I am new to Ion Torrent mapping, but have come to the conclusion that TMAP is the mapper of choice at the moment. Would anyone disagree with this statement?.
I have been looking at my Ion Torrent reads with FASTQC and have noticed an odd nucleotide distribution to the first nine bases.
It almost looks like primer/linker, but is different for each sample. Has anyone else experienced this? Should the first N bases be removed from Ion Torrent reads?
A suggestion was made to use the --nogroup flag to avoid grouping together values of individual positions when reads are >50bp. However, this did not change the "odd" profile i see. I have now included a snapshot (truncated by me at 54bp).
Given your nucleotide distribution, I do not see how the beginnings of these reads could be genomic. Perhaps your samples were multiplexed, and that is the barcode you are seeing? That would explain why the sequences are different in your different samples. At the very least I highly doubt that sequence is genomic, unless the reads all start at a very specific N-mer in the genome that is different for each sample (that seems like a very improbable explanation). Although I have never worked with ion torrent data before, I would definitely recommend getting rid of that part of those reads. It is just too weird.
Even the first 22 or 23 bases look fishy in terms of biases away from certain nucleotide calls. Quite a few programs out there work under the assumption that the beginnings of the reads are of the highest quality. Perhaps the Ion torrent software is built knowing that these kind of oddities can happen?
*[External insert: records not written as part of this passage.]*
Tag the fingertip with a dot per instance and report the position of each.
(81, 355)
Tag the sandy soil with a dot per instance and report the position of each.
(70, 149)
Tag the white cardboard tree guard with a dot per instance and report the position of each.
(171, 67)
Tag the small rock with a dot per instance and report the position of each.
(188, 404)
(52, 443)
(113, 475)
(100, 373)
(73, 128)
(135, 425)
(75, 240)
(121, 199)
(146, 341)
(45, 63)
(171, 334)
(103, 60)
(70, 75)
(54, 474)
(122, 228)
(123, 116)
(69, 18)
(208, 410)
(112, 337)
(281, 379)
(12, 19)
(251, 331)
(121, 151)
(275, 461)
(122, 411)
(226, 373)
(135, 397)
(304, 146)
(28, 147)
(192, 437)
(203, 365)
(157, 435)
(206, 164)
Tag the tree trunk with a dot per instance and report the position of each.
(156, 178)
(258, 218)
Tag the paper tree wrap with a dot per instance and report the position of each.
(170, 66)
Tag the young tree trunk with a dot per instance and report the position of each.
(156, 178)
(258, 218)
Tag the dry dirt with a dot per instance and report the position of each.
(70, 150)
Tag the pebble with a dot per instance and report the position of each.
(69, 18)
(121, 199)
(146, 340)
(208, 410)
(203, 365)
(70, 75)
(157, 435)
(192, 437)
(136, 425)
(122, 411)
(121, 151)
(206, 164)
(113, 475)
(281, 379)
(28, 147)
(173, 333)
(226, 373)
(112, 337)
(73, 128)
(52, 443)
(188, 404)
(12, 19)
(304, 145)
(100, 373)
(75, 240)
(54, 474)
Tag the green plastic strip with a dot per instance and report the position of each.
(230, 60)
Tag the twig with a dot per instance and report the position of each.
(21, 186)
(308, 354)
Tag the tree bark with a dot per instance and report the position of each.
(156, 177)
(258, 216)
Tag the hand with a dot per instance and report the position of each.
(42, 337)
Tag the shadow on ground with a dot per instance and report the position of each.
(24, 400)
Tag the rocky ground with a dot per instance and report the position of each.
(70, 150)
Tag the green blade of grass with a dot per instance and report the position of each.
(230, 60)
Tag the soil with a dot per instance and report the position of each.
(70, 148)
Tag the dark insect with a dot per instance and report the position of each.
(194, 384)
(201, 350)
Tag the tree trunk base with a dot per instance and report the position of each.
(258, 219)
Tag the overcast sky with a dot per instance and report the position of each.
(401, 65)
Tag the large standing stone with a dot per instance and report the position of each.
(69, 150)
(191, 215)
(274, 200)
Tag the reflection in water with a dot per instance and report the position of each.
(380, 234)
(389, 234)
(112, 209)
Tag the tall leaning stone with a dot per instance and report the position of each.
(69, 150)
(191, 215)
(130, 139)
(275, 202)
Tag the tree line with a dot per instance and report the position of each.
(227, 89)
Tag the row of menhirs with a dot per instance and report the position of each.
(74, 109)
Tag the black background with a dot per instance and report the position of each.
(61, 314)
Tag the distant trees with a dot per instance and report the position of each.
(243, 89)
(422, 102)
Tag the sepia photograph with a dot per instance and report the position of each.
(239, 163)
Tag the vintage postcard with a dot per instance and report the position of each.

I would probably just strip off the first 23 bases, and then use a read mapper that can handle indels like bowtie2 (not bowtie) or bwa. I might lean toward bowtie2 or bwa bwasw (rather than bwa aln followed by bwa sampe) for these since they are on the longer side. I really don't know anything about TMAP, is there literature stating that it is better for ion torrent reads than something like bwa or bowtie2, and showing a performance comparison?
Also what do you want to do with this data? If you are doing variant calling, then you want a really clean dataset, so err on the side of caution. Having strong position specific read biases like this can bias your variant calls, which is always embarrassing if you think you found something exciting when it is just data noise. After mapping your reads, I would feed the alignment through a pipeline like the raw data processing step that comes before the UnifiedGenotyper in Broad's variant calling pipeline (In the Genome Analysis Toolkit). This alignment processing pipeline has stages that attempt to identify these kind of position specific biases in reads, and then re-adjusts quality scores accordingly.
Sorry about getting back to this discussion, but seeing the per base sequence content diagram I interpret that the first 13 bases are almost exactly the same for every read. For every base position in this first 13 a single base gets to almost 100% occurrence.
Not specific of Ion Torrent, I have already seen this before as primers with 454 data. I would say it is the primers that we are seeing, removing them would be the solution.